Nous avons fait le choix d’aborder cette thématique selon l’approche sociocognitive, car la motivation y est vue comme une dimension changeante et contextuelle. Raison pour laquelle, en psychologie de l’éducation où ce paradigme domine, l’on parle de dynamique motivationnelle (Bourgeois, 2006, cité par Cuche, 2013), en mettant l’accent sur une notion évolutive. Ensuite, selon les tenants de cette approche, la motivation d’un individu est liée à différentes perceptions préalables à l’accomplissement de l’activité : de sa valeur, de ses compétences et de la contrôlabilité qu’il en a, mais aussi de la façon dont il va expliquer ses succès ou échecs. Ces représentations émergent de l’interaction entre des facteurs internes, propres à l’individu, et des facteurs externes, propres à la situation. Elles sont situées, c’est-à-dire relatives au contexte et ne constituent guère des traits de la personnalité. Celles-ci sont donc ni stables ni figées mais se construisent dans le temps, et sont susceptibles d’évoluer de manière positive ou négative.

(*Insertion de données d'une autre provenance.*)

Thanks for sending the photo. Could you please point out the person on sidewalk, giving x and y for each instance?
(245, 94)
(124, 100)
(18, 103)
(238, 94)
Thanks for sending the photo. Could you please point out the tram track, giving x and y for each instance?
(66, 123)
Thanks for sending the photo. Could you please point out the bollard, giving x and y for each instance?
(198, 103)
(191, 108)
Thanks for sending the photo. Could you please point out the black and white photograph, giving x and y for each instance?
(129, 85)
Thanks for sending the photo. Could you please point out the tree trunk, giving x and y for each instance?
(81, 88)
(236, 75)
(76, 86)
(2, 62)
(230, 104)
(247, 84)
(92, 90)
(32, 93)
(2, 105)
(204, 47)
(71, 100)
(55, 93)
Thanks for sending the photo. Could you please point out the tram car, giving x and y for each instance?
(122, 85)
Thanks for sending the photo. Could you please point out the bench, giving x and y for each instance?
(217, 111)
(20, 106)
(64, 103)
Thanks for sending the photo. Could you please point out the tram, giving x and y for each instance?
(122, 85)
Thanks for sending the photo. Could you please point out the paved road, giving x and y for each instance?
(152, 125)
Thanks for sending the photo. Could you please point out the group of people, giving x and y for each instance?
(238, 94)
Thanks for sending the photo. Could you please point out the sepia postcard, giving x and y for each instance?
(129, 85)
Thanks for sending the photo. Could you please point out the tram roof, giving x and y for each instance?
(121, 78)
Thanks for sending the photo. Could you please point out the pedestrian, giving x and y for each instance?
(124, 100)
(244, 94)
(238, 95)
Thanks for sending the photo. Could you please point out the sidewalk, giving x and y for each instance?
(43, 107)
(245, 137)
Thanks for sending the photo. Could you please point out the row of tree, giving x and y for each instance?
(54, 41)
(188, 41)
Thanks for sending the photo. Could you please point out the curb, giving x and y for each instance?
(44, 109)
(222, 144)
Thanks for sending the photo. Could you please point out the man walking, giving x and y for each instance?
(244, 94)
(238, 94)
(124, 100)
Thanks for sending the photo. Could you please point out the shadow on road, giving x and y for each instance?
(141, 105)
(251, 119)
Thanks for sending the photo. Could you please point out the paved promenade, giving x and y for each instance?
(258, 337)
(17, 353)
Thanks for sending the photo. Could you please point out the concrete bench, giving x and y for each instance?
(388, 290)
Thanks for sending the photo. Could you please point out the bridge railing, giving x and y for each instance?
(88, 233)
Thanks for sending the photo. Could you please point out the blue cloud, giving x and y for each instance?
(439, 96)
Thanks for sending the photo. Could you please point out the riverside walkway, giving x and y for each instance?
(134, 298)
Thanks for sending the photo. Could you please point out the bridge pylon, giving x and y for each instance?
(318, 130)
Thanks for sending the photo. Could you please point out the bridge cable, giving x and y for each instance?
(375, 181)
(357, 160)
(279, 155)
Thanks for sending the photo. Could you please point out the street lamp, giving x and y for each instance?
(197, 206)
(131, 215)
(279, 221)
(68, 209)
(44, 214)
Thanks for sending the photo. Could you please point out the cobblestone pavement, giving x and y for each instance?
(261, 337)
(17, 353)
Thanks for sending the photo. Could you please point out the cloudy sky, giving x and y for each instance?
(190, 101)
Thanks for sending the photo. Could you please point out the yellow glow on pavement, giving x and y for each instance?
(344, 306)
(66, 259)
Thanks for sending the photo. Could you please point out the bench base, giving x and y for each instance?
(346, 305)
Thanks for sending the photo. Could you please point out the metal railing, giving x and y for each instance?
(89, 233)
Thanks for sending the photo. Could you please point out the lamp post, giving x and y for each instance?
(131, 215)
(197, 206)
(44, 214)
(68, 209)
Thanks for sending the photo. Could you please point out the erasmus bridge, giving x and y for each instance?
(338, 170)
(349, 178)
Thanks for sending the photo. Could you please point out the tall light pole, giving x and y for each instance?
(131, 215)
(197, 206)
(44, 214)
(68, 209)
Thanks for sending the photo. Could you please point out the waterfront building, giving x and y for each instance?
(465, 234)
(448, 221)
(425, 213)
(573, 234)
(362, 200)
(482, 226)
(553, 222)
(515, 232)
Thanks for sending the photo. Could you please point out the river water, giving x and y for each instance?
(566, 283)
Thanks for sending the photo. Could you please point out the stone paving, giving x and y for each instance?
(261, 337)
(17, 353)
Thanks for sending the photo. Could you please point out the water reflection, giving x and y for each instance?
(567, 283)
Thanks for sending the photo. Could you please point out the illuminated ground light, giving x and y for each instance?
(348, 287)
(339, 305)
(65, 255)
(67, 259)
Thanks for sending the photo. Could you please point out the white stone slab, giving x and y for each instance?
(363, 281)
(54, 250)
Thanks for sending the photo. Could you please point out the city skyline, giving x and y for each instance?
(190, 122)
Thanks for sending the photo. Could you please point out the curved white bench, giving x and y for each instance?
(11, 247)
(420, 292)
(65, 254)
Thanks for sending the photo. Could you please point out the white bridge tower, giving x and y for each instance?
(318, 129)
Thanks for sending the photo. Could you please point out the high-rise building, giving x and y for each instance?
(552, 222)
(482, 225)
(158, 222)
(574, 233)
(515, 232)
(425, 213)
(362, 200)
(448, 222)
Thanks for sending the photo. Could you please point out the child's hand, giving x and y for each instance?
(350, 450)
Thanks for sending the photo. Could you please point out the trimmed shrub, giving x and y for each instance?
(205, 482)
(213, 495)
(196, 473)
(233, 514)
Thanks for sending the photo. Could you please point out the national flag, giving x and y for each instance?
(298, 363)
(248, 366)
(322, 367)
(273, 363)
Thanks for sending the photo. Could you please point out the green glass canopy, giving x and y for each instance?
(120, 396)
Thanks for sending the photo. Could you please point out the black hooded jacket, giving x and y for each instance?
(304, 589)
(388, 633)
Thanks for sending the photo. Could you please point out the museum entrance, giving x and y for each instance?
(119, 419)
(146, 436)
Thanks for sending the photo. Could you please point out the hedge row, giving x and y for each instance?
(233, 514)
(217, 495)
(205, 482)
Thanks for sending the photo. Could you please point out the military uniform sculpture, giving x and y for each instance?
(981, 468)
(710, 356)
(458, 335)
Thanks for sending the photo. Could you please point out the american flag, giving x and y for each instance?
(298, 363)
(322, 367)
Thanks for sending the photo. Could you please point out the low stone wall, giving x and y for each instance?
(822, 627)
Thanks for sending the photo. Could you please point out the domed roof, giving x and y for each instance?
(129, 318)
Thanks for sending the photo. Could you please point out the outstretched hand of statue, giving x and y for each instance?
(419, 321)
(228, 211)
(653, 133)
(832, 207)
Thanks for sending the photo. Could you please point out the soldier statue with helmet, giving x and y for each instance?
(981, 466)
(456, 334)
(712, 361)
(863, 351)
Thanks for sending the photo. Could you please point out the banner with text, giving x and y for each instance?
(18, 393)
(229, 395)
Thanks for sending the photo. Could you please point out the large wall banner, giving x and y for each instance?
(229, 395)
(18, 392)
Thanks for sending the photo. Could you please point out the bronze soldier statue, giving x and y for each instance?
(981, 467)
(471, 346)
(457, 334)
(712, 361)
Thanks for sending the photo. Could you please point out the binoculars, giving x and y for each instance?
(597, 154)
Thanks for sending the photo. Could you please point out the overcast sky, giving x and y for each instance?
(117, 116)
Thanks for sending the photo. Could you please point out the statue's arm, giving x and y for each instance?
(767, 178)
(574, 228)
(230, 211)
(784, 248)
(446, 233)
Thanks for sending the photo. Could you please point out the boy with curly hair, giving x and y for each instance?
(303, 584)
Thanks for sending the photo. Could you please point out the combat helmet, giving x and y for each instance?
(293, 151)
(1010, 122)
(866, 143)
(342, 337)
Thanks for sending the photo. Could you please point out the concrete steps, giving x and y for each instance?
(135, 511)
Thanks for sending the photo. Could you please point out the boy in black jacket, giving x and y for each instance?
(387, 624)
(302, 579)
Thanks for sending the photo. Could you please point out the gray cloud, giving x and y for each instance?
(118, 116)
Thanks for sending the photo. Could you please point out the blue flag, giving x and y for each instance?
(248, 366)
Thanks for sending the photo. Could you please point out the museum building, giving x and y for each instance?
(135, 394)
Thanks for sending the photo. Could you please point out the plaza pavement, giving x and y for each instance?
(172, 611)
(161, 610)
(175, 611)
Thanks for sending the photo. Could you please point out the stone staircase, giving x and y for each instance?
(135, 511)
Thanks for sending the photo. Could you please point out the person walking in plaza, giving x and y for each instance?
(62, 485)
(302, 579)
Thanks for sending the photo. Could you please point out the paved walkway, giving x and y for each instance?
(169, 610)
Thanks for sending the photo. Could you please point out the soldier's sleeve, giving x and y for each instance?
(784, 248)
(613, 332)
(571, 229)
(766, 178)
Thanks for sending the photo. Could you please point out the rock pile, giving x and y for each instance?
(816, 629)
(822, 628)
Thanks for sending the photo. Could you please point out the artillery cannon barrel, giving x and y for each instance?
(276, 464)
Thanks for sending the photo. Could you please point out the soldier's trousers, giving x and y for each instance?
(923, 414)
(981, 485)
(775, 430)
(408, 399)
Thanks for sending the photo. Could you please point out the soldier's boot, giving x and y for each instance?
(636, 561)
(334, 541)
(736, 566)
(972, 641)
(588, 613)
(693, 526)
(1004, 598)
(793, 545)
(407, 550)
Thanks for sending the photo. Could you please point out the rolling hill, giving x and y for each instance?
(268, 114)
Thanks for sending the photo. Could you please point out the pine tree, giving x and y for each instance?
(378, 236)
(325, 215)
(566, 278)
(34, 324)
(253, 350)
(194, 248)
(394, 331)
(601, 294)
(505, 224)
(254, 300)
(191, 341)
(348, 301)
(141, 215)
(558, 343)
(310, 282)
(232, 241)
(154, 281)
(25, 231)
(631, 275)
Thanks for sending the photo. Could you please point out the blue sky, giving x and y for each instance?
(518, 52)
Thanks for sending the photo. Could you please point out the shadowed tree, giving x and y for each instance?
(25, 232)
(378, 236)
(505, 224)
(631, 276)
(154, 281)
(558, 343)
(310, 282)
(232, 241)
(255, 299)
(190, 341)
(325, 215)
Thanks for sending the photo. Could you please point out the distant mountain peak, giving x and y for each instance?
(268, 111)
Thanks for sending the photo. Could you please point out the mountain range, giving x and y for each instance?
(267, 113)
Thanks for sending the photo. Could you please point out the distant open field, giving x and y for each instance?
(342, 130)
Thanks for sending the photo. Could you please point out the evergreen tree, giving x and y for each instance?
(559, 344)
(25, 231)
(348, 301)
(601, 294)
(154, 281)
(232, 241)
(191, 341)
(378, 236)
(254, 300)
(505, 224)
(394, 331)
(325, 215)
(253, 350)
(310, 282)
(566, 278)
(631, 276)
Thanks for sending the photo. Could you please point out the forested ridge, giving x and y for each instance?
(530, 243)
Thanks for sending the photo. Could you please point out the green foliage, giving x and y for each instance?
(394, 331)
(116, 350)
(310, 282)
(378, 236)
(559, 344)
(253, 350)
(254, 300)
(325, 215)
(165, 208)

Enfin, alors que jusque dans les années soixante, une vision dualiste prédominait en psychologie : la motivation de l’individu était soit liée à des facteurs internes (tel qu’un trait de personnalité « Je suis motivé ou pas »), soit à des facteurs externes (l’environnement sur lequel il suffirait d’agir), cet axe de recherche considère non plus l’individu comme un être passif, dirigé par des forces externes ou internes, mais comme étant « simultanément agent et objet par la réflexion et l’influence qu’il peut opérer sur lui-même » (Bandura, 2007, cité par Cuche, 2013, p. 52).

Ainsi, de par son regard multidimensionnel, l’approche sociocognitive est un cadre d’analyse pertinent pour notre mémoire, prenant en compte la diversité des déterminants de la motivation (intrinsèques, extrinsèques et environnementaux) (Ménard & Semblat, 2006).